Why Obama is Smart to Cut the NASA Moon Plan

Fly me to the moon? Eh, never mind.

President Obama's $3.8 trillion budget for fiscal 2011 doesn't cut very much, but it makes one budget slash that is sure to draw blood from certain constituencies: He's wants to end the NASA moon program and encourage the private sector to pick up the slack.

I know what some critics are going to say about this plan, because they've already said it.


This was Charles Krauthammer last year, on the

40th anniversary of the first moon landing:

America's manned space program is in shambles. Fourteen months from today, for the first time since 1962, the United States will be incapable not just of sending a man to the moon but of sending anyone into Earth orbit. We'll be totally grounded. We'll have to beg a ride from the Russians or perhaps even the Chinese.

So what, you say? Don't we have problems here on Earth? Oh, please. Poverty and disease and social ills will always be with us. If we'd waited for them to be rectified before venturing out, we'd still be living in caves...

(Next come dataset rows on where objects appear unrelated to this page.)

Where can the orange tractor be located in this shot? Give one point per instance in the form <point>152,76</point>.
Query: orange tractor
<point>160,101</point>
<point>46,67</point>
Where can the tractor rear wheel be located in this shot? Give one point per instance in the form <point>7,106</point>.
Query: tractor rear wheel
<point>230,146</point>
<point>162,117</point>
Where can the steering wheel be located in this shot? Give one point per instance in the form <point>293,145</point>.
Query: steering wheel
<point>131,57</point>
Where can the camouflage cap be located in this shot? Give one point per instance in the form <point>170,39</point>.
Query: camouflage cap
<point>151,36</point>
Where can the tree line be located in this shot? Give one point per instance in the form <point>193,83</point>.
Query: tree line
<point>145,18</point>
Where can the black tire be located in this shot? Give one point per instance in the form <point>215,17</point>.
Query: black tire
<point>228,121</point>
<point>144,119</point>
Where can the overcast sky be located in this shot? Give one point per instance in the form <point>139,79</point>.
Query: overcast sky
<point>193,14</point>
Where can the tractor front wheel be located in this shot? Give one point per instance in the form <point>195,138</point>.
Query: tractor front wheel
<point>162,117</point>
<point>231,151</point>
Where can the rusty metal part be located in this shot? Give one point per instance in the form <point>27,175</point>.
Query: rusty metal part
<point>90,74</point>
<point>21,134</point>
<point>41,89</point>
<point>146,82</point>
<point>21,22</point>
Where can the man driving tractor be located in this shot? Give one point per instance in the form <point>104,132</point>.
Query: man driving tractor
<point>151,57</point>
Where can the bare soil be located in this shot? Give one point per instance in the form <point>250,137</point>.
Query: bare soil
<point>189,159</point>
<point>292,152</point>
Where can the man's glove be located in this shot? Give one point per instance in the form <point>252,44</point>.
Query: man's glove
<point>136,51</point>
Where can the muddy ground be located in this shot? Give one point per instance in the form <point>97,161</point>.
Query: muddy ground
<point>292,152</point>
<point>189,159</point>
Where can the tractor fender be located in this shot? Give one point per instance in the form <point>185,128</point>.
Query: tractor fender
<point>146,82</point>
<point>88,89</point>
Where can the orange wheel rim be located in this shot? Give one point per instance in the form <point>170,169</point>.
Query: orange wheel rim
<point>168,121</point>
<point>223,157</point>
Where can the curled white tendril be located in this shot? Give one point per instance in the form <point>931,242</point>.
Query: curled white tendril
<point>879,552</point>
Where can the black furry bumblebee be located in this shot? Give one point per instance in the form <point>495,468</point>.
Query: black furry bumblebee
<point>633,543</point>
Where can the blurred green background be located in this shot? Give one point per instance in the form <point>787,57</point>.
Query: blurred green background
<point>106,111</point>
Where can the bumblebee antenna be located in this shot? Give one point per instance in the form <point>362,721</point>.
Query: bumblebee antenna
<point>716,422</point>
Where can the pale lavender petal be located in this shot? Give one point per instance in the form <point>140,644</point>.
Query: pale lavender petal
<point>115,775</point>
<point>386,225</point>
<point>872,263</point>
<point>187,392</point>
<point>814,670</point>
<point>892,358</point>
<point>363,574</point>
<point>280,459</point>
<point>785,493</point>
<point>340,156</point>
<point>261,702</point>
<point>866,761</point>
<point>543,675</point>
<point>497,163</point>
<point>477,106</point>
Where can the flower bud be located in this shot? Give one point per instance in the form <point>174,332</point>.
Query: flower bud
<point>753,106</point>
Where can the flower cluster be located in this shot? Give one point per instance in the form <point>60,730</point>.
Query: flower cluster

Why do it? It's not for practicality. We didn't go to the moon to spin off cooling suits and freeze-dried fruit. Any technological return is a bonus, not a reason. We go for the wonder and glory of it.

This is exactly wrong. It's does not make sense to spend money on "wonder and glory" without any practical benefit, and Krauthammer knows this perfectly well. It's extraordinary that somebody who works himself into such a fury about pointless pork spending, will abandon his orthodox focus on practicality only when the end is not people, no, but an inanimate satellite.

Where I feel sympathy for the space program is not the space part, but the program. Florida's Sen. Bil Nelson told reporters ""I, for one, intend to stand up and fight for NASA, and for the thousands of people who stand to lose their jobs." Job loss is a real concern, but one fact that will be obscured by the noise over our lunar drawback is that total NASA spending will actually go up in Obama's budget by $1 billion. Other agencies that fall under discretionary spending will not be so lucky because of the announced freeze to demonstrate the administration's seriousness about fiscal restraint.

Nelson's plea reveals the political impossibility of meaningful spending cuts. If it is unacceptable to increase a department's budget by one billion dollars while cutting one of its programs whose advocates admit is "not for practicality," then what part of fiscal restraint will be acceptable?